The PSLRA's mandatory sanctions provision can operate to reverse this incentive. By directing a district court to make findings "upon final adjudication of the action," 15 U.S.C. § 78u-4(c)(1), the statute might discourage the filing of prompt Rule 11 motions, allowing lawyers to dither, or even wait on purpose in order to increase costs that can be shifted onto sanctioned counsel. Such a delay would waste judicial resources, and impose unfair burdens. Nothing in the PSLRA prevents an adversary from filing a Rule 11 motion at an earlier point in the litigation, before heavy costs have accrued. Even in the context of the PSLRA, a Rule 11 letter from an opposing counsel may bring new facts to light, or prompt a challenged attorney to reconsider. Thus, in determining whether a party's fees are "reasonable" under 15 U.S.C. § 78u-4(c)(3), a district court should consider whether the opposing party's failure to move for Rule 11 sanctions more promptly may have unnecessarily increased the costs, and thereby unnecessarily increased the sanctions. If so, a "reasonable" award might be only the amount of fees that would likely have been incurred if a Rule 11 motion had been promptly made.
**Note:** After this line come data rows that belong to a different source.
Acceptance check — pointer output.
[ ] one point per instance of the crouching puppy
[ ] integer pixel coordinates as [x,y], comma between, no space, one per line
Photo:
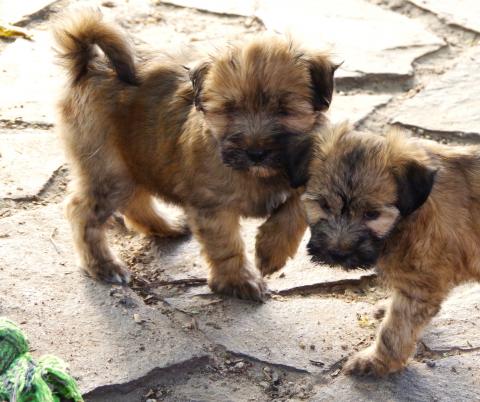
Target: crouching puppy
[408,206]
[214,140]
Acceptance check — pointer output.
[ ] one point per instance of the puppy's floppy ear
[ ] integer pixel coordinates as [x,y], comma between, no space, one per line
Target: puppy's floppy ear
[414,185]
[322,71]
[298,156]
[197,75]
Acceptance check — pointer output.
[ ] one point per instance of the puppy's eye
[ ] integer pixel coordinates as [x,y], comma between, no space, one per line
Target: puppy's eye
[371,215]
[324,205]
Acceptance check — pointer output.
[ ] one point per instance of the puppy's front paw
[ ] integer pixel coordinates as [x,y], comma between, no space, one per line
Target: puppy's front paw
[268,263]
[111,272]
[246,284]
[177,228]
[368,363]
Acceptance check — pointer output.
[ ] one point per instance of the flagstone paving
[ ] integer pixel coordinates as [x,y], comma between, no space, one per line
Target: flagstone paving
[166,337]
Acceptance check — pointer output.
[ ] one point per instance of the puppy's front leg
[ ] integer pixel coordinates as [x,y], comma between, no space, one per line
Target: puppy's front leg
[218,231]
[278,238]
[396,340]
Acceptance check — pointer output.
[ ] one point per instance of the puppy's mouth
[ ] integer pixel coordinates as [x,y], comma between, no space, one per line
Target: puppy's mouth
[262,171]
[257,162]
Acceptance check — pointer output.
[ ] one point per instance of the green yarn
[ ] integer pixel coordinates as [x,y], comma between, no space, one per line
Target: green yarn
[24,380]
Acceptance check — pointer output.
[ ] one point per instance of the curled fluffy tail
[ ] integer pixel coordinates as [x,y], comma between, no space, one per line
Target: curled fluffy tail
[76,36]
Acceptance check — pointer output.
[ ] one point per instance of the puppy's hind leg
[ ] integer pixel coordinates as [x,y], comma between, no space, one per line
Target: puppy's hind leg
[88,209]
[142,216]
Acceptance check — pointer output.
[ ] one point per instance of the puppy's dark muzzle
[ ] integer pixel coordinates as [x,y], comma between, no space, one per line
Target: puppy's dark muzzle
[339,256]
[257,155]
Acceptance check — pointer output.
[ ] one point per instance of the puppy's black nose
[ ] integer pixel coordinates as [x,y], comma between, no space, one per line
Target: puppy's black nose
[257,155]
[339,255]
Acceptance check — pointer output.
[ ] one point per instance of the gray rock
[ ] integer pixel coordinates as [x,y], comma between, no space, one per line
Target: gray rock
[281,331]
[27,161]
[355,108]
[449,103]
[14,11]
[245,7]
[369,39]
[30,80]
[75,317]
[457,324]
[452,379]
[465,14]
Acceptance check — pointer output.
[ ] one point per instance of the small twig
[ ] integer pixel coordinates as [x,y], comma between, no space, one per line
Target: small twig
[188,282]
[54,232]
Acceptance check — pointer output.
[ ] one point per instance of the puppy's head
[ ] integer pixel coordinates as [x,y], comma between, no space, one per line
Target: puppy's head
[256,97]
[360,187]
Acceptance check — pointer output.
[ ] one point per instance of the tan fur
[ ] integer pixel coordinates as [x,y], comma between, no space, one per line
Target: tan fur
[214,145]
[423,253]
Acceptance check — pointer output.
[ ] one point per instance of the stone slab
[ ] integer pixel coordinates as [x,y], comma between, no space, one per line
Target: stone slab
[281,332]
[465,13]
[30,80]
[355,108]
[245,7]
[14,11]
[180,259]
[457,323]
[28,160]
[451,379]
[369,39]
[77,318]
[449,103]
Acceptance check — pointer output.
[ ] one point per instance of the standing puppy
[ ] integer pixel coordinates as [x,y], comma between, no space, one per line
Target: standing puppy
[409,206]
[214,140]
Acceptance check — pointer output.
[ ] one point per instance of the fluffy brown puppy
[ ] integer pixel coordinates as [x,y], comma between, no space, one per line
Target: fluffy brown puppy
[213,140]
[408,206]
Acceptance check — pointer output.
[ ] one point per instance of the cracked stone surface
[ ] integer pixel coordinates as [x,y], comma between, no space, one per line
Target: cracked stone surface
[369,39]
[465,14]
[449,103]
[28,160]
[456,326]
[166,337]
[29,80]
[246,8]
[14,11]
[291,332]
[355,108]
[86,323]
[453,378]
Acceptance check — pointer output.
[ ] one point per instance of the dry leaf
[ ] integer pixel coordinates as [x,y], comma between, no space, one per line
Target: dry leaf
[11,32]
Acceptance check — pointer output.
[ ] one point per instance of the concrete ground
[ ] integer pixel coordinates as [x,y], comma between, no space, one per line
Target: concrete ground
[412,63]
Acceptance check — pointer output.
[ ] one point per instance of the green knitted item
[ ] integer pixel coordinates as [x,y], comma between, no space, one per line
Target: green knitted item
[23,380]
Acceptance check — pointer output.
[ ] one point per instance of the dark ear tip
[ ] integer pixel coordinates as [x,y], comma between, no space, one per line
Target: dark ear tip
[414,187]
[335,67]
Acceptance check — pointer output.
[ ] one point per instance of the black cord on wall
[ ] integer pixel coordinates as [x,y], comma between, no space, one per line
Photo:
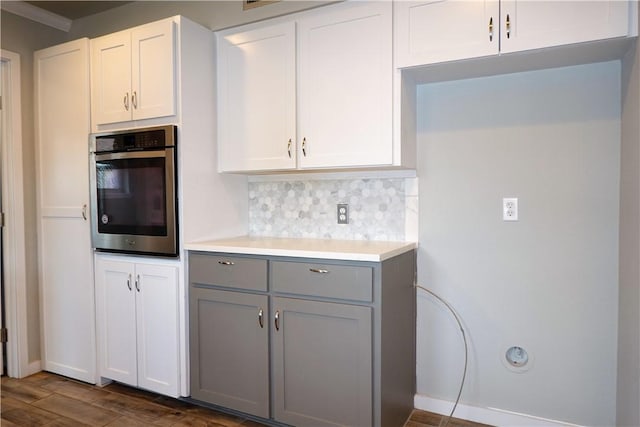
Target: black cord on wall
[444,423]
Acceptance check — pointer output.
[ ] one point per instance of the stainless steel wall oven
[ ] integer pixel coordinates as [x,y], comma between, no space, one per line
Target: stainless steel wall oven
[133,177]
In this case, Knight did not move for Rule 11 sanctions until it was invited to do so by the district court, after the Third Amended Complaint had been dismissed. We have no reason, on this record, to think that Knight's failure to move for Rule 11 sanctions at an earlier stage was the product of undue delay, or a bad faith tactic to shift additional fees and costs onto ATSI. Nevertheless, the district court should have the opportunity to consider in the first instance whether Knight's failure to move for Rule 11 sanctions at an earlier stage had any bearing on whether its fees were "reasonable."
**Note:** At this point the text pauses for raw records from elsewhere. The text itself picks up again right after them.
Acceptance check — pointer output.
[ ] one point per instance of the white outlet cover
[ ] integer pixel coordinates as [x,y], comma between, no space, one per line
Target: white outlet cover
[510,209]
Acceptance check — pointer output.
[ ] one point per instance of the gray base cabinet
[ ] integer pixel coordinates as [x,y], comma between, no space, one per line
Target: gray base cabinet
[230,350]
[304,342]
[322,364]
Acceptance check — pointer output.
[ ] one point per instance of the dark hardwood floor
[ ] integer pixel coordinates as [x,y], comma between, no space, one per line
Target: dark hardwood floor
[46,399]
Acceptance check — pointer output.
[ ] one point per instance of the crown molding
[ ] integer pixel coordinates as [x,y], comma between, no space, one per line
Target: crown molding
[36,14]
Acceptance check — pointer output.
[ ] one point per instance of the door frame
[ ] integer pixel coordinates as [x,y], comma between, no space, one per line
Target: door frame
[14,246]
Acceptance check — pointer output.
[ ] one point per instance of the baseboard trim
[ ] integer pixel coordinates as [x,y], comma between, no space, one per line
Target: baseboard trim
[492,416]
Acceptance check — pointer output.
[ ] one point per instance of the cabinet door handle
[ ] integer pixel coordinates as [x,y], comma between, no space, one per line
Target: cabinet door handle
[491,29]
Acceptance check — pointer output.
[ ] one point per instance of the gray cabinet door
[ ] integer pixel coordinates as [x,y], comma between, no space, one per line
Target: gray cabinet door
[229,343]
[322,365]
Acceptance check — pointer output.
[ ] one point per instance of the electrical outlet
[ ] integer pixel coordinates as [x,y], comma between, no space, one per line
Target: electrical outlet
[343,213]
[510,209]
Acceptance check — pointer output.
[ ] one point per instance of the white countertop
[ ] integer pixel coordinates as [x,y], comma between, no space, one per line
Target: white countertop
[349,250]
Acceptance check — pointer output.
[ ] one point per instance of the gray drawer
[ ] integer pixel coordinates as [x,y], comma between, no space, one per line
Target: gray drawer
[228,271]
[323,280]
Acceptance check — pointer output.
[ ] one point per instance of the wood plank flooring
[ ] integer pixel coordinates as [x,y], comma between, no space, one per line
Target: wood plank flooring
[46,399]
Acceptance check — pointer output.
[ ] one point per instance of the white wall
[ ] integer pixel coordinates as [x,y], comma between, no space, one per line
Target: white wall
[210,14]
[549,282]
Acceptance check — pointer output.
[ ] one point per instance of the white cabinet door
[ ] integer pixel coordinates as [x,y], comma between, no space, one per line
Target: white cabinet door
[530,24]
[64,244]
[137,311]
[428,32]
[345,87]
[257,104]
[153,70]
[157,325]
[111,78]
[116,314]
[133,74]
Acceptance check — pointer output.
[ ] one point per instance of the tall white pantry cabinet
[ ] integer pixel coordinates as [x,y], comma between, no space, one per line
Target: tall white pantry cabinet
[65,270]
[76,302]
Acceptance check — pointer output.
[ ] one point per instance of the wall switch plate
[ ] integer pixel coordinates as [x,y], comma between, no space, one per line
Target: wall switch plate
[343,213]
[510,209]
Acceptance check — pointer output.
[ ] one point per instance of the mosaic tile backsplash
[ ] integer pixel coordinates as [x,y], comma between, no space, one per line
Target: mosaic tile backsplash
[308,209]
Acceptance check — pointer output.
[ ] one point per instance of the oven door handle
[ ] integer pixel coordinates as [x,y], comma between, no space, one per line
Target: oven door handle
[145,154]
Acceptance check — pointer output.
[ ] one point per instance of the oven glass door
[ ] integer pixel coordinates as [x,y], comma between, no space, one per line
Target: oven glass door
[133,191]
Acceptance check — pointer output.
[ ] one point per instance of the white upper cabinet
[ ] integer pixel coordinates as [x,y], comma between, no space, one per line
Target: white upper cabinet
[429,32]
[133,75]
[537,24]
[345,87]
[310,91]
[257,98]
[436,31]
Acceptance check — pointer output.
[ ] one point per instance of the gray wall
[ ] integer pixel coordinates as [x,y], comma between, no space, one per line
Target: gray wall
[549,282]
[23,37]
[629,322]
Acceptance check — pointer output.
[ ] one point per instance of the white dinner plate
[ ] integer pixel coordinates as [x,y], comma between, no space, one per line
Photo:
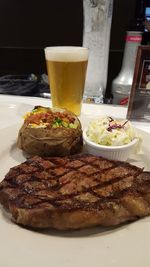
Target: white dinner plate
[124,246]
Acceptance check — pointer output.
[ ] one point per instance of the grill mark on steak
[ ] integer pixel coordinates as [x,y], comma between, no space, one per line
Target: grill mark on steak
[77,183]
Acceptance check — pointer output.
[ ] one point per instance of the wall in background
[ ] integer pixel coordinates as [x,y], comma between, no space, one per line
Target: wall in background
[27,26]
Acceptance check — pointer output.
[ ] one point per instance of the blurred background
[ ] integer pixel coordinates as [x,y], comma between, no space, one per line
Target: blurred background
[26,27]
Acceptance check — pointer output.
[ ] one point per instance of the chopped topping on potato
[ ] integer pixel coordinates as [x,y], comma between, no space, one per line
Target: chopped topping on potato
[45,117]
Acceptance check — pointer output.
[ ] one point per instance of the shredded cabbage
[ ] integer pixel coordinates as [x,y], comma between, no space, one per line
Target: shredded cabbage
[111,132]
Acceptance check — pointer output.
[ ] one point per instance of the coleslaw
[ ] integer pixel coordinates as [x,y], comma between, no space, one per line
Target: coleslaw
[111,132]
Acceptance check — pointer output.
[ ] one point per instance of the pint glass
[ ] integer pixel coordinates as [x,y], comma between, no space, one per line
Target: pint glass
[66,67]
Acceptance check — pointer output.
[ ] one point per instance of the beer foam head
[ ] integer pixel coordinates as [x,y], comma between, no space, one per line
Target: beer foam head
[66,53]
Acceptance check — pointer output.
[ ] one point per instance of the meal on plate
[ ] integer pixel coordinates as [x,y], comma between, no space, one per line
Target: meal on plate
[111,132]
[50,132]
[75,192]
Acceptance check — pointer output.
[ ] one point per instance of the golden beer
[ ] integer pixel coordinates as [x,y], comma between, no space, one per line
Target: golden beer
[66,67]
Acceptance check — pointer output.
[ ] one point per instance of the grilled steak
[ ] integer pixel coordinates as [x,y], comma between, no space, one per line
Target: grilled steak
[75,192]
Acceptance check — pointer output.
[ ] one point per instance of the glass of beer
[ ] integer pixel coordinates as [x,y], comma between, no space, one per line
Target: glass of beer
[66,67]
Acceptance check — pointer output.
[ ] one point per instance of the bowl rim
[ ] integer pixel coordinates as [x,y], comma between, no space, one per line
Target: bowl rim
[95,145]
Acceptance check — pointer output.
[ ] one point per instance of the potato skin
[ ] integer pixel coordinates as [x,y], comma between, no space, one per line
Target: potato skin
[50,142]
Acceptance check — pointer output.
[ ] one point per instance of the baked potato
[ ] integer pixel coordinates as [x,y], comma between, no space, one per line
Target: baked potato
[50,132]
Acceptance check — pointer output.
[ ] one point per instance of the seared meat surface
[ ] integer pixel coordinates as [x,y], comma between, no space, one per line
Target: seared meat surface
[75,192]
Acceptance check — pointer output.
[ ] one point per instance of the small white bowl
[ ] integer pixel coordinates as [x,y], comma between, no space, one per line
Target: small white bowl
[120,153]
[Footnote] 15 The PSLRA's rebuttable presumption that an appropriate sanction is an award of the opposing party's fees (under § 78u-4(c)(3)(A)(i) or (ii)) does not appear to preclude a court from imposing a greater sanction, with the remainder going to the court. This way, a district court may impose as great a monetary sanction as it deems necessary (in light of the seriousness of the Rule 11 violation), without impairing the defendant's incentive to act promptly to reduce overall litigation costs.